Karl-Heinz Göttert: "Die Sprachreiniger. Der Kampf gegen Fremdwörter und der deutsche Nationalismus"
Propyläen Verlag, Berlin 2019
368 Seiten, 24 Euro
Rassistische Realsatire
05:27 Minuten
Anfang des 20. Jahrhunderts und bis in die NS-Zeit machte der "Allgemeine Deutsche Sprachverein" Jagd auf Fremdwörter. Karl-Heinz Göttert beschreibt die oft komischen Sprachreinigungsversuche – und den hässlichen Rassismus dabei.
Die Jagd auf Fremdwörter ist ein alter Sport. Wenn heute Anglizismen wie "E-Mail" am Pranger stehen, waren es mal Begriffe wie "Natur", "Apfel" oder "Zigarre". Der Germanist Karl-Heinz Göttert greift sich aus dieser Geschichte der Sprachreiniger eine besonders dunkle Episode heraus, die Geschichte des Allgemeinen Deutschen Sprachvereins, von seiner Gründung 1885 bis zu seinem Ende im Zweiten Weltkrieg. Eine Episode, in der die Jagd auf Fremdwörter mit besonders aggressivem Nationalismus gepaart wurde. Eine Episode, die von Anfang an von völkisch-nationalistischem Chauvinismus geprägt wurde und in antisemitischem und biologistisch begründeten Rassismus endete.

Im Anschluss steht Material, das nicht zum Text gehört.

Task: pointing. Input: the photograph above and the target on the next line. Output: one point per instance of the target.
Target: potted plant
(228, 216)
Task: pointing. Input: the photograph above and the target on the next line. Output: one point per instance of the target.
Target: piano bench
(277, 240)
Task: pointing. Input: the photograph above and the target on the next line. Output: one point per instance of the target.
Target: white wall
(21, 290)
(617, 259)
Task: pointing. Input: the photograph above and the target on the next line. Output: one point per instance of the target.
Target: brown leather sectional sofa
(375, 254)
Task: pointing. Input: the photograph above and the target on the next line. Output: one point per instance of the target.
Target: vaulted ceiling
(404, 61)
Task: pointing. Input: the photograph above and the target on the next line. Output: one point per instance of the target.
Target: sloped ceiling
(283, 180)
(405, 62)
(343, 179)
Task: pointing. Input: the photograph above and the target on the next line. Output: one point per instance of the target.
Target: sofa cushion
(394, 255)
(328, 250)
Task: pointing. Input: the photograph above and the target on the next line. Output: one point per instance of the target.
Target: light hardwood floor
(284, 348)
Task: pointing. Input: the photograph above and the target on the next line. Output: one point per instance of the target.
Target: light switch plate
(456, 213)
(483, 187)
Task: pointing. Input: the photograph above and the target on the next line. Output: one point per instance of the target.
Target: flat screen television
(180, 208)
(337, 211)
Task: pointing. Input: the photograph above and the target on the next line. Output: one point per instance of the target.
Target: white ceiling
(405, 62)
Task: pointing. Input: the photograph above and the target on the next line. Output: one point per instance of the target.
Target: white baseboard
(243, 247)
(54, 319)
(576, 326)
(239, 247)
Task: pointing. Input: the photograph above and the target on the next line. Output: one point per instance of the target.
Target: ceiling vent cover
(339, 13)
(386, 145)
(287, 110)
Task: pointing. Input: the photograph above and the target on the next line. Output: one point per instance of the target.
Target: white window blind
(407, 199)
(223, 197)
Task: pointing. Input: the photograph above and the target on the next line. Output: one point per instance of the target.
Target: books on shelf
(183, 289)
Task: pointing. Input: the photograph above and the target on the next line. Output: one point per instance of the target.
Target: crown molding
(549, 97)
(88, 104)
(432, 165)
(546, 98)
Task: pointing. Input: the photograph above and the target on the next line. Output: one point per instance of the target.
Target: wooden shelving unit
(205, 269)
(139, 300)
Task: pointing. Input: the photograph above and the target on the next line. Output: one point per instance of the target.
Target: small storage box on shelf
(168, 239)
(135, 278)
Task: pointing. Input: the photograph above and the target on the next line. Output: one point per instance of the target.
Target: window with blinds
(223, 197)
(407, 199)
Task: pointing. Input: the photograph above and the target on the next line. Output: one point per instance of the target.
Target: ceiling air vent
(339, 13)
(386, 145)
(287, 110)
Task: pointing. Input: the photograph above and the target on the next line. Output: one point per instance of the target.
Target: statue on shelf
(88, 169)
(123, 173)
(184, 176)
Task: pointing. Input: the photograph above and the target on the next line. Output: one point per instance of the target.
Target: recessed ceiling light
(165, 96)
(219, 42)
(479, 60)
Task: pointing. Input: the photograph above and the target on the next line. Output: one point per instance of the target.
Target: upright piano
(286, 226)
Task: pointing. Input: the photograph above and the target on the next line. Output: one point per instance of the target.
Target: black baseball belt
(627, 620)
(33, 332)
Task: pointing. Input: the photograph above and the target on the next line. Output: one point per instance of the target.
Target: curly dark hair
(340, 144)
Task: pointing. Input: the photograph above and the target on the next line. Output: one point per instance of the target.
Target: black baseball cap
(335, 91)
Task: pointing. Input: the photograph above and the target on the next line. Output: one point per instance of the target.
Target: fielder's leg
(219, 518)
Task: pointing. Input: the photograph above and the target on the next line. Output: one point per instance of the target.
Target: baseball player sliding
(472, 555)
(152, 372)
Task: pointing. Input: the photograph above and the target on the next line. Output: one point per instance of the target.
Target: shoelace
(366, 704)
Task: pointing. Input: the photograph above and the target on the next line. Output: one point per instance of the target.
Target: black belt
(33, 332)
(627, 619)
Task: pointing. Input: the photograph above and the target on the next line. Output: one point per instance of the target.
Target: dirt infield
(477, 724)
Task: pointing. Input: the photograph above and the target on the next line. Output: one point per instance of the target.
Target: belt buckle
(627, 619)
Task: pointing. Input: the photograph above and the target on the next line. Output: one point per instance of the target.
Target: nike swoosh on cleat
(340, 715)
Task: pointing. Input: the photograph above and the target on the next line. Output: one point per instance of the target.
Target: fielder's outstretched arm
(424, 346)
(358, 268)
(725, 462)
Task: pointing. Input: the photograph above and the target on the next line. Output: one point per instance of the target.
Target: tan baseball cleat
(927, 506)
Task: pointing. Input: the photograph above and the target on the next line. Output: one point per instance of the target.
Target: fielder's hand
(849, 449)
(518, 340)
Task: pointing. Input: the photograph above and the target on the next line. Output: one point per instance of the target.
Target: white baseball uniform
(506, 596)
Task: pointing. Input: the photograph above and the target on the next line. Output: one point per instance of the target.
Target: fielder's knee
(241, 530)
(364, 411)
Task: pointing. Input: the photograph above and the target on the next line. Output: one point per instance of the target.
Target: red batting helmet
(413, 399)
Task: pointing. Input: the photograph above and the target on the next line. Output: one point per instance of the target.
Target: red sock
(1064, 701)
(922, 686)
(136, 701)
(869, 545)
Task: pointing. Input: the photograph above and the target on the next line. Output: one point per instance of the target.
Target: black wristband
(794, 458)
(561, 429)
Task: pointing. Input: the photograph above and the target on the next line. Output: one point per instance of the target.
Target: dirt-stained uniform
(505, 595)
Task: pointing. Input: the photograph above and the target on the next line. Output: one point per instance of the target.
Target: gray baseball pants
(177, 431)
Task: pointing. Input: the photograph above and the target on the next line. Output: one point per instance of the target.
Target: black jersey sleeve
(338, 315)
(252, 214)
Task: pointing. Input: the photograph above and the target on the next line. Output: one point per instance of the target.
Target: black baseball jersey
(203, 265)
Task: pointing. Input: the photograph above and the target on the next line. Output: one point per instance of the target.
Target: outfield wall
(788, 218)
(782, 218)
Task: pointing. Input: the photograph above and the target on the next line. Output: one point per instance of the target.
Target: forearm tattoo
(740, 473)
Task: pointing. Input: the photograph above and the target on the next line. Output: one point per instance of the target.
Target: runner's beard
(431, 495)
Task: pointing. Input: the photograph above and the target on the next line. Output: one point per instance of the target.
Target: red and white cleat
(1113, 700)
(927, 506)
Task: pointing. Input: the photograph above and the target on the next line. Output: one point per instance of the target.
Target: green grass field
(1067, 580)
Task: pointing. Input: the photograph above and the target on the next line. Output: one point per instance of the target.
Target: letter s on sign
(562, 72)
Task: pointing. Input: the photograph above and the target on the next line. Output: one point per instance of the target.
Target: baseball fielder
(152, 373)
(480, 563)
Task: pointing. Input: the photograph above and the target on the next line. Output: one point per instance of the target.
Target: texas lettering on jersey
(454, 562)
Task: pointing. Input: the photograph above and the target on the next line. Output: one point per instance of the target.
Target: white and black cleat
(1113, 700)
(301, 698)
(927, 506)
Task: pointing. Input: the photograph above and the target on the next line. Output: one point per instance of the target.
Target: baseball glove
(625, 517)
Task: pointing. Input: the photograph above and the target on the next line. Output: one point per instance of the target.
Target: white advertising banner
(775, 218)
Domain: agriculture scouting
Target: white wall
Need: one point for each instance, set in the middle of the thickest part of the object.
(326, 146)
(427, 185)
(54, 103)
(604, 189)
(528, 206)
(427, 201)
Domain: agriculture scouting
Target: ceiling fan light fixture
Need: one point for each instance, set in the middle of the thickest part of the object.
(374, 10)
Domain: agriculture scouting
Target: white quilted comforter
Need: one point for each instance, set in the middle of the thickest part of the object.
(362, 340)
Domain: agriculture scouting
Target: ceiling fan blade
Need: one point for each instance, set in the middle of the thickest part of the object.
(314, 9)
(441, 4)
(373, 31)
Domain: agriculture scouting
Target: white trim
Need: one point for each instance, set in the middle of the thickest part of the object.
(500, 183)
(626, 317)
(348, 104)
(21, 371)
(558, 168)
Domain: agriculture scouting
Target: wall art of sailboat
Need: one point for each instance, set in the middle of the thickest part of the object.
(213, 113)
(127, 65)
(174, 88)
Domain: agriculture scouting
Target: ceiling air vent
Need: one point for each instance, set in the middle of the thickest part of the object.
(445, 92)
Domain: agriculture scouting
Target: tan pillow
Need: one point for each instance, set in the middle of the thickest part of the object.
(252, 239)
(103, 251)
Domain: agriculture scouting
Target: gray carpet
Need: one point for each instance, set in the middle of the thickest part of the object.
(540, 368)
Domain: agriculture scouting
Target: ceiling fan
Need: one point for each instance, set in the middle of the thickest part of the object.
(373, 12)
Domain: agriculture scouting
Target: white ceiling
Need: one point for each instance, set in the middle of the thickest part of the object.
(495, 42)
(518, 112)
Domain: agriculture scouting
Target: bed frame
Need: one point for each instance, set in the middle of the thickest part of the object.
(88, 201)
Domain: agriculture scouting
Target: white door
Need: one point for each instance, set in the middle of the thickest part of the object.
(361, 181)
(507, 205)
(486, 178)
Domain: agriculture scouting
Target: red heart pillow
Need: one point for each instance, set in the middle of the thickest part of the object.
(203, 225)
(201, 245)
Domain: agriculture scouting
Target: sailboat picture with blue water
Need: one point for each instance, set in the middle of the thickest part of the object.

Davon erzählt Göttert sehr süffisant: Denn viele Zitate der Sprachreiniger lesen sich auch wie Realsatire. Das "Telegramm" sollte zum "Drahtgruß" werden, "Giro" und "Jongleur" sollten ganz knackig zu "Umbuchungsverband" und "Wurf-Fangkünstler" werden. Und wer glaubte, dass Immanuel Kants Philosophie leichter zugänglich wird durch das Ersetzen von "Apriorität" durch den Begriff "Vonvornehereinhaftigkeit", hatte wohl auch noch nicht Heidegger gelesen, dessen nationalsozialistische Rektoratsrede von 1933 übrigens von den Sprachreinigern als "sprachliches Kunstwerk" gelobt wurde.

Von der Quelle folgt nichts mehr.